The groundwater district will regularly monitor quality and quantity of water in the aquifer to oversee the effects of moving the water, Weatherby said.

“It would be very surprising if that many million gallons went down a pipeline 24 hours a day, seven days a week,” Weatherby said. “Simply because when you use oil and gas wells, you use a certain amount of water and you use a certain amount to frack with, and then you are done. And then it might be two weeks before you spud another well.”

Midland oilman Clayton Williams' company Fort Stockton Holdings had contested the Pecos SS application to export water from the aquifer.

Williams has been in an ongoing lawsuit against the district since 2010, when the board denied his request to pump more than 42 million gallons a day of Edwards Trinity water from his farm southwest of Fort Stockton to sell to Midland and other customers.

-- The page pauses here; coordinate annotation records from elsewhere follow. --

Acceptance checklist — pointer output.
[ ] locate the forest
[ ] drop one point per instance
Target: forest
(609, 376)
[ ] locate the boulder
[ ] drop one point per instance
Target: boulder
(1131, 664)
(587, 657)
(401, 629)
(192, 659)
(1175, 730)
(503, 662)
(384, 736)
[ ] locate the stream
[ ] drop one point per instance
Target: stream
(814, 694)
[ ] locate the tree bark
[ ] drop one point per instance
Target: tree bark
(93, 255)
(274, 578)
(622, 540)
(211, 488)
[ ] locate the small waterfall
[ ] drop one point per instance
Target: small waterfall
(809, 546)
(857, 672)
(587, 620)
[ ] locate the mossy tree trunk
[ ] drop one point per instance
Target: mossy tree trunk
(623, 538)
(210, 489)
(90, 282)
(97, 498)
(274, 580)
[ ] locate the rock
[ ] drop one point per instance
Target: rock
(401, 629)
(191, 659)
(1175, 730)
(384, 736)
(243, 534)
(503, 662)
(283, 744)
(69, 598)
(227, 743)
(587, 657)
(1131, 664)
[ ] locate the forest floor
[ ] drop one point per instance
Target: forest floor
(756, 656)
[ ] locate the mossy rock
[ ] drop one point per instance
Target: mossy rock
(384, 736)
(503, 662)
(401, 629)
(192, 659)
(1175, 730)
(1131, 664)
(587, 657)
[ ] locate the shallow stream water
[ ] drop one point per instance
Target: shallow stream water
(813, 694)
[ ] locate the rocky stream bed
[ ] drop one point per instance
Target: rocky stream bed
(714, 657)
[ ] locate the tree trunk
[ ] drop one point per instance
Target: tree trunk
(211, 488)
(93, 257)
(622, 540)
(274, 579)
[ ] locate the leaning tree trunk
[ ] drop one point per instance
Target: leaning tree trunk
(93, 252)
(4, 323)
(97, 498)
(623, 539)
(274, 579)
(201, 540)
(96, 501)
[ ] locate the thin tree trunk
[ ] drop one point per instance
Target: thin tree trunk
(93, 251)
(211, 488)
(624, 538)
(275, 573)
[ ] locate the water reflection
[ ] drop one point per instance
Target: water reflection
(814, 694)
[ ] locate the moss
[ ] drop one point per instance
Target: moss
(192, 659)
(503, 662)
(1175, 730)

Weatherby declined to comment about the Fort Stockton Holdings opposition, citing the ongoing litigation, except for saying Williams’ 2010 request to export water is an “apples to oranges” proposal compared to the Pecos SS agreement.

“It’s just not the same deal,” Weatherby said.

As it stands, the drop in oil prices stands to decrease demand for water used by the oil industry in drought-stricken West Texas. In March, IHS Energy forecast water requirements for fracking Permian Basin wells to drop from 551 million barrels a day last year to 422 million barrels in 2015.

Before the price drop, the firm’s analysts predicted demand for water in completing wells to grow by 20 percent. The men behind Pecos SS say they see their investment as long-term and expect demand for alternative water sources to grow as oil prices rebound.

 “The day is coming when they can’t use fresh water anymore,” Chapman said.